After migration to a new EKS cluster, we started getting alerts about 503 errors sometimes.
The errors were happened in three cases:
- sometimes without any deployment, when all Pods were Running && Ready
- sometimes during deployment – but only on Dev, because there is only one Pod for API
- and sometimes during Karpenter Consolidation.
Let’s dig into the possible reasons.
Contents
A little context: our setup
We have AWS EKS running Pods with the Backend API.
To access them, we have a Kubernetes Service with the ClusterIP type and an Ingress resource with the alb.ingress.kubernetes.io/target-type: ip
attribute.
We have an AWS LoadBalancer Controller that creates an AWS Application LoadBalancer.

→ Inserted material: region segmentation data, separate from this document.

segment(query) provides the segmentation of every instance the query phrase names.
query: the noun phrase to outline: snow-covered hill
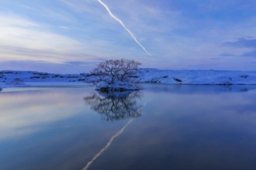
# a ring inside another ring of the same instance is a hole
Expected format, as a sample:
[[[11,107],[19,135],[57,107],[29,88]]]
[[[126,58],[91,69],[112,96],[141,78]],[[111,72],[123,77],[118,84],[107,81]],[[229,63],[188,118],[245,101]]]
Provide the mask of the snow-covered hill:
[[[34,71],[0,71],[0,87],[13,86],[84,85],[93,79],[89,73],[57,74]],[[256,71],[162,70],[140,69],[138,81],[150,83],[256,85]]]
[[[35,71],[0,71],[0,87],[82,83],[85,74],[57,74]]]
[[[141,69],[138,73],[142,83],[171,84],[251,84],[256,85],[256,71],[162,70]]]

When creating a Kubernetes Service, the Endpoints controller creates an Endpoints resource with a list of Pod IPs, which is then used by the ALB Controller to add targets to the Target Group.
When deploying the Backend API Ingress – ALB Controller creates an ALB with Listeners for each hostname
from Ingress with its own SSL, and with a Target Group for each Listener, which specifies IP Pods from the list of addresses in Endpoints to which traffic from clients should be sent.
That is, the requests flow looks like this: client => ALB => Listener => Target Group => Pod IP.
More – Kubernetes: what are Endpoints and Kubernetes: Service, load balancing, kube-proxy and iptables.
However, in Kubernetes 1.33, Endpoints have been already deprecated, see Kubernetes v1.33: Continuing the transition from Endpoints to EndpointSlices.
ALB and EKS: 502 vs 503 vs 504
First, let’s look at the difference between errors.
502 occurs if ALB could not receive a correct response from the backend, i.e. an error at the level of the service (application) itself, the application layer (“I made a phone call, but the other end answered something incomprehensible or hung up in the middle of the conversation”):
- Pod has no open port
- Pod crashed, but Readiness probe says it’s alive, and Kubernetes doesn’t disconnect it from traffic (doesn’t remove IP from the list in the Endpoints resource)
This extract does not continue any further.